Warning letters, 483s, Recalls, Import Alerts, Audit observations
Sun Pharma’s Dadra Unit was issued FDA Warning letter in June 2024, following critical observations in the FDA inspection at the site in December 2023. The site was inspected by USFDA investigator Pratik Upadhyay. The Warning letter highlights Inadequacy of cleaning and maintenance practices & inadequacy of OOS investigations to identify root cause. Similar issues were observed in the Dadra site (FEI 3004561553) during earlier audits and also in other manufacturing sites indicating management oversight and control is inadequate. Firm is asked to do a comprehensive assessment of situations leading to failure and take remediation actions across network of facilities.
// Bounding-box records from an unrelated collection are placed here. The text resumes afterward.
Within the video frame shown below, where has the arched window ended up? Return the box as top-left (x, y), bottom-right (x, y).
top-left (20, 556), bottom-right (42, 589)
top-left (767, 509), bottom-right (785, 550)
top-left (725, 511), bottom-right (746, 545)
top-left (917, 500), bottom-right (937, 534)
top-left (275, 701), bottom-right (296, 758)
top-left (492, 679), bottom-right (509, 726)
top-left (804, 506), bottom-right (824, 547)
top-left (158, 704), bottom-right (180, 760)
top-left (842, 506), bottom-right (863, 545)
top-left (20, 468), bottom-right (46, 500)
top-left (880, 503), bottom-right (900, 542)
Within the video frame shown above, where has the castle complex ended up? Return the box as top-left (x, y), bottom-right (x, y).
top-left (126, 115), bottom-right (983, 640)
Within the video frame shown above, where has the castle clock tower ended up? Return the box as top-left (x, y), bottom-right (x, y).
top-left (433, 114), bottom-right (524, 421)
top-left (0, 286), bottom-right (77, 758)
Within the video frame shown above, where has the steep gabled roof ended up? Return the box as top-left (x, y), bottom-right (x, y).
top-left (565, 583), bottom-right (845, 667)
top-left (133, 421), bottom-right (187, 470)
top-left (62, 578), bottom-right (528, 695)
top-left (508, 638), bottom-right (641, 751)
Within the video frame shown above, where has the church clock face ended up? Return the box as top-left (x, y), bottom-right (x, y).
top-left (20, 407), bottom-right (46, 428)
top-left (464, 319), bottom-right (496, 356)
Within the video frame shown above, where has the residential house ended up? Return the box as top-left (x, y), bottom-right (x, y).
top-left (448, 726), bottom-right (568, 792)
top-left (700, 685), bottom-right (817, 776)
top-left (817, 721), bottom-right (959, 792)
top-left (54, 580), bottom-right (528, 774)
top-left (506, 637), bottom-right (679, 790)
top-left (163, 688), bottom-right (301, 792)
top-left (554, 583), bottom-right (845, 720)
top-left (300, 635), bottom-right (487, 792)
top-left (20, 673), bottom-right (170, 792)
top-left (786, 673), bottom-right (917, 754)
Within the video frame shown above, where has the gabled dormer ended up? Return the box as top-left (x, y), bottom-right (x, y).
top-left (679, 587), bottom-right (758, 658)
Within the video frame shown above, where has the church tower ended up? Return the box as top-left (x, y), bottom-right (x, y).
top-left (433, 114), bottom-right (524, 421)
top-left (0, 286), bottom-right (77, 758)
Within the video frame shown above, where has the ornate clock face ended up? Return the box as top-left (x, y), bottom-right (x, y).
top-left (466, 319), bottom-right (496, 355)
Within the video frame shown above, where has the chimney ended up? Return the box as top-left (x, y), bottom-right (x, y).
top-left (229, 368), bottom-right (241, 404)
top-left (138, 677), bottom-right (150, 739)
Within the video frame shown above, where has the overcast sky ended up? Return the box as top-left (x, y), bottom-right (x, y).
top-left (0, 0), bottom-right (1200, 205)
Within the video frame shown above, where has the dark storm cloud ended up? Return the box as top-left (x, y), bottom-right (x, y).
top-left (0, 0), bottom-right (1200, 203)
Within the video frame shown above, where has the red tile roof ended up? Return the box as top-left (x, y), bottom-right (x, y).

During the December 2023 inspection, FDA investigator discovered stagnant liquid or water in the duct of a manufacturing equipment after the air purifier and micron filter. This was traced to a faulty valve which failed to completely close and seal when it was last disassembled in June 2023. Analysis of the liquid showed numerous peaks in the chromatogram corresponding to previous manufactured drug products, actives in the drug products and their degradants. Microbial analysis of the liquid showed high total aerobic microbial counts (TAMC) and yeast and mould count (TYMC). The high-velocity air passing through this contaminated section of the duct posed a risk of contaminating drug products manufactured in the equipment. As a consequence of these observations, Sun Pharma recalled several batches of potentially impacted drug products. More than 25 lots of tablets manufactured between June 2023 and December 2023 were recalled due to microbial contamination in stagnant water in the duct of the manufacturing equipment. (Reference: USFDA Enforcement Reports)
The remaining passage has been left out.